I am an anxious person. If I am talking to someone and I notice them being bored/distracted in anyway, I clam up. I can't open myself up easily to people who I think don't want to hear what I have to say. It feels painful.

Now I manage this ok in my adult life, I let the other person do much of the talking as I know they don't want to hear what I have to say, they are on of those people that talk "at me' rather with with me. That's fine. It just means I cannot be myself around them for fear of rejection.

The problem with this is I have had this happen with SD13 time and time again. If I asked her anything it will be responded to out of politeness, sometimes she acts like she doesn't hear me. As a result, I am literally scared to talk to her because one bitten twice shy. I don't want to be rejected time and time again, yet I don't know how else to have a relationship with her. As a result, I pretty much am in fear around her...I get frozen in panic.

I'm a grown woman and scared of a 13 year old. I know. Ridiculous.

sadiefrost's picture

Also, its things like I'd suggested a game to her that I knew she'd like was available on her phone. I said have a look at it on my phone, you liked the first one. She didn't move, simply said "I don't like those games any more". 2 weeks later she has bought said game. She doesn't want anything from me.

sadiefrost's picture

I know. But this means that I am excluded. I am between a rock and a hard place. If I talk to her she rejects me, if I don't I am excluded.

2Tired4Drama's picture

Agree with others. I was in a similar situation with my SD when she was that age. I figured she was just a moody teen and would grow out of it. Never happened. Now she is a rude, surly adult about to get married.

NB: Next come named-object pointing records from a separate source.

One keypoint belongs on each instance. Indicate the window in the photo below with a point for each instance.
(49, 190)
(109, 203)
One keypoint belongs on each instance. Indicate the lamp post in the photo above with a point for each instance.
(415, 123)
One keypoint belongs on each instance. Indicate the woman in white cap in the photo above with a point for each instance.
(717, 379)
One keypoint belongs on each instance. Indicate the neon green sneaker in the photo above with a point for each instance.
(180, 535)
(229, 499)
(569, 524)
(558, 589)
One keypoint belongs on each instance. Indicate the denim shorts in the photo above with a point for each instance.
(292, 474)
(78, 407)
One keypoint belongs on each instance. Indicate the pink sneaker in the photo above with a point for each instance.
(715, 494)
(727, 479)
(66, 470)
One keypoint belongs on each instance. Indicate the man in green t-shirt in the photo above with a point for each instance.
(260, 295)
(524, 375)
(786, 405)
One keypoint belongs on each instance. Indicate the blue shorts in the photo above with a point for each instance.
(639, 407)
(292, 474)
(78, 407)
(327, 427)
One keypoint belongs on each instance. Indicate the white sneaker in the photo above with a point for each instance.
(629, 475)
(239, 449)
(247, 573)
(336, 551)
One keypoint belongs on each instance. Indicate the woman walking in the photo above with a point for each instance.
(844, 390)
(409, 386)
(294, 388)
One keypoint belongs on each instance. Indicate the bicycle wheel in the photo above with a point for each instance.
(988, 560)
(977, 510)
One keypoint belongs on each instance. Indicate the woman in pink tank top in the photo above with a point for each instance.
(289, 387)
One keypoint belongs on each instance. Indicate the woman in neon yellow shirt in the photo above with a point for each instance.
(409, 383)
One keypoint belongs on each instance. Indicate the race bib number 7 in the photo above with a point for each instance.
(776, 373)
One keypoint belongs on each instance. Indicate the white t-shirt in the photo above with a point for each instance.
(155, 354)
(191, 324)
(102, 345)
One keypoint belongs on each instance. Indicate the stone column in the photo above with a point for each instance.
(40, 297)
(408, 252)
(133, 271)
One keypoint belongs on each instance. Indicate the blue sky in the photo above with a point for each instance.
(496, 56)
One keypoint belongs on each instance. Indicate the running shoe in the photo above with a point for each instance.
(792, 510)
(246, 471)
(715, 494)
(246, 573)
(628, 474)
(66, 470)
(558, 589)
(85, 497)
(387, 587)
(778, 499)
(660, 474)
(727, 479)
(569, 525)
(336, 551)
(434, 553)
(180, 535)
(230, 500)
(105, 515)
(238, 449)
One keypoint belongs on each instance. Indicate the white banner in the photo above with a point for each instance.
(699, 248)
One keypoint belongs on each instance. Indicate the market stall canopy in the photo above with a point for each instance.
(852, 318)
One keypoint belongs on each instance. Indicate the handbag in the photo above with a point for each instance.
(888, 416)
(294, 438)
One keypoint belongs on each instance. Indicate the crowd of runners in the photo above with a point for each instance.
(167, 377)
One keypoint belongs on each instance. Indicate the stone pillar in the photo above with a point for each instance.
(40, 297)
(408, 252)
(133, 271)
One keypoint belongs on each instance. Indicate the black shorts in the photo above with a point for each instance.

You are getting sound advice to ignore her. While you may consider this being "excluded", it really isn't. Look at it as self-protection; you are defending yourself from rude obnoxious behavior. Disengage from her.

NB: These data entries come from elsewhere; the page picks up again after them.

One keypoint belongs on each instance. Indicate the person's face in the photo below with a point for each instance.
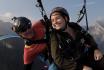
(58, 21)
(27, 34)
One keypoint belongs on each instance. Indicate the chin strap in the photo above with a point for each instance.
(83, 13)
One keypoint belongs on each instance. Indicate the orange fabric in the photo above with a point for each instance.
(35, 49)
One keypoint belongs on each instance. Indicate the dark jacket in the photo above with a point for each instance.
(65, 55)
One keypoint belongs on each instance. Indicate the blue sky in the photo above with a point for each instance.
(9, 8)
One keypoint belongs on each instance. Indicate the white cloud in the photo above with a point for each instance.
(87, 3)
(7, 15)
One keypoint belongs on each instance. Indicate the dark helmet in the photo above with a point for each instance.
(61, 10)
(21, 24)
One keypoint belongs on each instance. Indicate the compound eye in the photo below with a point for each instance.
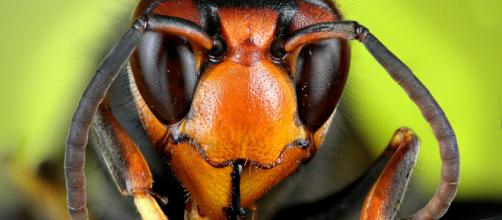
(321, 73)
(167, 76)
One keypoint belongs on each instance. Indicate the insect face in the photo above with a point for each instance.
(237, 95)
(242, 105)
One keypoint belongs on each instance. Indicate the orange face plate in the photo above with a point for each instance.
(244, 109)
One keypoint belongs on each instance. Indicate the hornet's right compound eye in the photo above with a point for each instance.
(168, 75)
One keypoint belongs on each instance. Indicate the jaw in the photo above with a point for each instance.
(210, 188)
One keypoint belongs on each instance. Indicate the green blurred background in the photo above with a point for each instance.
(49, 50)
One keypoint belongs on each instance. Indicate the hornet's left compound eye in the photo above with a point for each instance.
(167, 76)
(321, 72)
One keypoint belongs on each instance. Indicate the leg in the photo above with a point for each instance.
(439, 203)
(385, 196)
(125, 162)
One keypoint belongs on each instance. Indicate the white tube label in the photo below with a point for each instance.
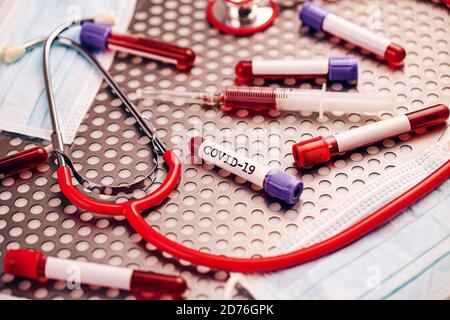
(88, 273)
(230, 161)
(290, 67)
(355, 34)
(371, 133)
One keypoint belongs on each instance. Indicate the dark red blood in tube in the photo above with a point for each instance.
(22, 161)
(184, 57)
(394, 55)
(428, 117)
(154, 282)
(244, 74)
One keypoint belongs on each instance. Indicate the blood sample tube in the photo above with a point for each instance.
(34, 265)
(321, 149)
(333, 69)
(101, 37)
(23, 161)
(276, 183)
(322, 19)
(268, 98)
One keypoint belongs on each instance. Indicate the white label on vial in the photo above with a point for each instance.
(290, 67)
(371, 133)
(355, 34)
(88, 273)
(230, 161)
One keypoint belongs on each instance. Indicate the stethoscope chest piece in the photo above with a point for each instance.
(241, 17)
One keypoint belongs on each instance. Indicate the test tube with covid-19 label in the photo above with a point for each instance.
(276, 183)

Not sure where your man is in this scenario, but if he's actively ignoring this behavior of hers, then he's as much to blame. He should not be allowing her to treat you with disrespect.

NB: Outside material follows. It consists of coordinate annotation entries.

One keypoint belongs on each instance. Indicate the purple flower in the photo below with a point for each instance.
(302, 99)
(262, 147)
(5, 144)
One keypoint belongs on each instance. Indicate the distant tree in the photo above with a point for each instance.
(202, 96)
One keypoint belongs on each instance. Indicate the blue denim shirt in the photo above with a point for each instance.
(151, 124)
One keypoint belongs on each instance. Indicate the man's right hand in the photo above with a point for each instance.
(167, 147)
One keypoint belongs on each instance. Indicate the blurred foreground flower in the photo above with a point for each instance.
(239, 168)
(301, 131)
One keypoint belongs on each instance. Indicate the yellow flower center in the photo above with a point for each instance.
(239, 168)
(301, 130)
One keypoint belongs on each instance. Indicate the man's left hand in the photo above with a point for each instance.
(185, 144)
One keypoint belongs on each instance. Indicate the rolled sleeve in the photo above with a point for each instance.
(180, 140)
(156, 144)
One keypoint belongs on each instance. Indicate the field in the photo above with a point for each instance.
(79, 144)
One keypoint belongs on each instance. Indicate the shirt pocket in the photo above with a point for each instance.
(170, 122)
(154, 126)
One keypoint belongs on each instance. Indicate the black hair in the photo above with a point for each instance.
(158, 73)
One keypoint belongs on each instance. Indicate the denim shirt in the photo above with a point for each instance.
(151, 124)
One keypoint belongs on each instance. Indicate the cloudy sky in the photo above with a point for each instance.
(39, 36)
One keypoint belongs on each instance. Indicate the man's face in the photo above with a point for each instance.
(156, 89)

Thus, when the nasty little narcissist comes to visit, find other things to do. Even if it means going out and sitting in a coffee shop somewhere for a couple of hours, do it. Let him entertain his darling daughter - and leave you out of the equation. You'll be much better off than letting her make you feel like a zero.

sadiefrost's picture

Yep, that is what I had been doing really. Just ignoring her and speaking to her brother instead. However, when she is round now, I now feel like I don't know my place. She comes in I say hi, she'll say hi back and thats it. She'll sit on the sofa opposite me and my OH will be playing the computer with his son. It find it so awkward and uncomfortable not being able to talk to her. So I sometimes try to speak to her and still feel the same from her - that she's replying out of politeness...doesn't really want to talk to me. However, this could be me by hypersensitive to it, maybe she's just acting normal now...I'm being so ultraware of her behaviour that perhaps I am seeing rejection when it's not there.

The other day she was round on her own without her brother and I felt even worse, then I was excluded from this family unit. I have no kids of my own...so it feels like I am alone when she is round, as her relationship with her Dad is what the day is about.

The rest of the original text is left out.